April 15, 2012

octodecagon madness

 About a year ago I started making little color wheel quilts as color mixing references for myself. I made two little ones using different sets of primaries. The one one the left was muted primaries, the one on the right was bright primaries. I liked the muted one better so started piecing it first. It doesn't lie flat. For the second one, I decided to try bias binding because I had never done it before. It still needs to be finished. They turned out to not be that helpful, but I learned a lot making them.





 Then I decided that what I really needed was a giant color wheel quilt. So I drew the plans for an 80" diameter do-decagon (12 sided) color wheel with eight steps from light to dark in each color. I also figured out the dye recipes and then it sat in my graph paper pad for months. In January I got an intern and it was the perfect time to dust of the do-decagon plans. While I was too busy to work on it, Aaron had plenty of internship hours to fill and already knew how to dye using my method because he was in my surface design class at KCAI last semester. Yay for interns! So, he started dyeing the fabric and somewhere along the way we decided twelve sections wasn't really enough. It should really have 18 sections. That's 144 colors. If Aaron hadn't been around, this quilt would probably still exist only in my head and my graph paper pad. I am super excited that it exists in real life, and so is my cat, Owen.

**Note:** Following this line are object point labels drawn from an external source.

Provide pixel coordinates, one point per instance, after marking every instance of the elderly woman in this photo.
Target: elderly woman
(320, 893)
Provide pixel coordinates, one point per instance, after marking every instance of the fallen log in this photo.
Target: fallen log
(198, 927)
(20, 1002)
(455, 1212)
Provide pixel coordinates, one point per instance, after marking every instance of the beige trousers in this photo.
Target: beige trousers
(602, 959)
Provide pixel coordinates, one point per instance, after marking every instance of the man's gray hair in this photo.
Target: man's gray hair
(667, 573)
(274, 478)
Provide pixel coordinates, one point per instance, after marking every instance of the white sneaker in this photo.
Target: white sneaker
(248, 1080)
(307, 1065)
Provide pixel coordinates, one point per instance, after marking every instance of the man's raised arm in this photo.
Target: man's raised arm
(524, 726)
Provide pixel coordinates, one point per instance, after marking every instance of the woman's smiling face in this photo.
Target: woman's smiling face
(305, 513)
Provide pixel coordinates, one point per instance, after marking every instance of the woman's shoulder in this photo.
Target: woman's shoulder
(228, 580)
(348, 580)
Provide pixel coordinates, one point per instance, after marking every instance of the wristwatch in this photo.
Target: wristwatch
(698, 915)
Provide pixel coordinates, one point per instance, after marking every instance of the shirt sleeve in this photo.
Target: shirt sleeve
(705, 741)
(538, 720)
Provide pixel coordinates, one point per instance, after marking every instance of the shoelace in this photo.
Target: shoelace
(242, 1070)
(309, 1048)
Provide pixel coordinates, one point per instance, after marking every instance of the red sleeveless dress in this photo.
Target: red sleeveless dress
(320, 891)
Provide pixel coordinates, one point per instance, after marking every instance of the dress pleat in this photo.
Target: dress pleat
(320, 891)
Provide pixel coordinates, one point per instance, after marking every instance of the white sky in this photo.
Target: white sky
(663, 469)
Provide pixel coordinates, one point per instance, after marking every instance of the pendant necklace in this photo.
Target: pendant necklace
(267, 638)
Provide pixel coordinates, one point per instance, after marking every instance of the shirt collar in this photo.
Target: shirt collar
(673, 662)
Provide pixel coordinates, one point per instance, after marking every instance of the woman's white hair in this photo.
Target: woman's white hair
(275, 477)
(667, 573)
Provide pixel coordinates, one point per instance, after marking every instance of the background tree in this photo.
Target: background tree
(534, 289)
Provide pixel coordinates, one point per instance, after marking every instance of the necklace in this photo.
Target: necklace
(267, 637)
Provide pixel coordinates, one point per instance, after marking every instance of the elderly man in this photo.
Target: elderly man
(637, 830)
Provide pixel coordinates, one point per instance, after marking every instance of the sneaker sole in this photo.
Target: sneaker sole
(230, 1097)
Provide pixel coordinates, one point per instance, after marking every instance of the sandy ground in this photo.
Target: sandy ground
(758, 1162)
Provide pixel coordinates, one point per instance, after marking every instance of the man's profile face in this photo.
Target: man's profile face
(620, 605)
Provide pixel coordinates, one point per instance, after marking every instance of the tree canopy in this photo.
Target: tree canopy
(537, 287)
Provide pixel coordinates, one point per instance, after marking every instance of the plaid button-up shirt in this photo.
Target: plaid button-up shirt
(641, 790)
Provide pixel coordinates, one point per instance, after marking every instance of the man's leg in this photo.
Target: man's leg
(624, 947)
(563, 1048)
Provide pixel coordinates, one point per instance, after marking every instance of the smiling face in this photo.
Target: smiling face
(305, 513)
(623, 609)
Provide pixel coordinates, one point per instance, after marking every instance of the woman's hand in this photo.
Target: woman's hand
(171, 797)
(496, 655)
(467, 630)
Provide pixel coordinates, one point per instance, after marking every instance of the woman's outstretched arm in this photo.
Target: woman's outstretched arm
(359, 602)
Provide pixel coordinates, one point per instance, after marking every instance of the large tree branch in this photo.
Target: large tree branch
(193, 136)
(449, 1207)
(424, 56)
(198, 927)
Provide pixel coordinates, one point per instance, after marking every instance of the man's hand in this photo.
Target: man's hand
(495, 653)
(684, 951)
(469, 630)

The quilt after quilting, before trimming and binding. Owen is helping.
The finished quilt with invisible binding. Isn't it like magic?
It really is like magic. Or science. Or something. This quilt was made using my three favorite custom primary colors (red, yellow, and blue). So the gradation happens not only from dark to light but from color to color. There is one big mistake in this quilt (and a couple of little mistakes) and that is the red dye was not consistent. Aaron and I lost track of which red we were using to mix our custom red and some of the oranges and purples came out not right. But I kind of don't care. The next one will be closer to perfect and will have 24 sections. It will be more like magic than this one.

April 12, 2012

New Website!!

My new website is officially up! A very talented graphic design student at the Kansas City Art Institute, Taylor Pruitt, designed it for me. She did an amazing job! She also designed me a new etsy banner, new look to this blog, and some other great stuff like business cards, letterhead, etc.
Below is a screen shot of the website, or you can visit it yourself at kimemquilts.com.

And here is a sneak peek of one of the things I have been working on the past few months (it's a hand-dyed octo-decahedron color wheel quilt) :

It will be finished soon and then off to Plug Projects in the West Bottoms for a color show that opens on May 18.